Yesterday Kansas Gov. Sam Brownback issued executive orders narrowing employment discrimination protections for state employees.  As reported by the Wichita Eagle and a press release from the governor's office, Brownback replaced former Gov. Kathleen Sebelius' employment practices order with a new one.  The new executive order eliminates the former ban on state employment discrimination on the basis of sexual orientation and gender identity, while continuing to ban various other types of discrimination.  According to the Governor:
This Executive Order ensures that state employees enjoy the same civil rights as all Kansans without creating additional ‘protected classes’ as the previous order did, Any such expansion of ‘protected classes’ should be done by the legislature and not through unilateral action.

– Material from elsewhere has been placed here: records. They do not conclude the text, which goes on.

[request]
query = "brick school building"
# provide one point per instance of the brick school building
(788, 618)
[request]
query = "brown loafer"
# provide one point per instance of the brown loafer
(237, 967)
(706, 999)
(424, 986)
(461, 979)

Former Israeli Chief Rabbi Indicted For Bribery

YNet News reported yesterday that Israel's former Ashkenazi Chief Rabbi Yonna Metzger has been indicted for bribery, fraud and money laundering.  Israeli authorities charge that Metzger received bribes totalling 10M NIS ($826,000 US), of which he personally kept 70%.  The bribes came, among others, from wealthy businessmen seeking to convert to Judaism, and for other services he performed in his role as Chief Rabbi. Many of the bribes came in the form of donations to non-profit organizations tied to Metzger. (See prior related posting.)

Tuesday, February 10, 2015

India Supreme Court Upholds State Work Rule Barring Polygamy

In Khan v. State of U.P., (India Sup. Ct., Feb.9, 2015), a 2-judge bench of the Supreme Court of India upheld the constitutionality of a rule of the government of the state of Uttar Pradesh barring employees from having more than one wife.  The court held that while Muslim personal law may permit up to four wives, the rule does not violate the provision of Art. 25 of India's Constitution that protects the right to freely profess, practice and propagate religion. Quoting from an earlier decision, the Court said:
What is permitted or not prohibited by a religion does not become a religious practice or a positive tenet of a religion.... Assuming the practice of having more wives than one... is a practice followed by any community or group of people, the same can be regulated or prohibited by legislation in the interest of public order, morality and health or by any law providing for social welfare and reform which the impugned legislation clearly does.
The Economic Times reports on the decision.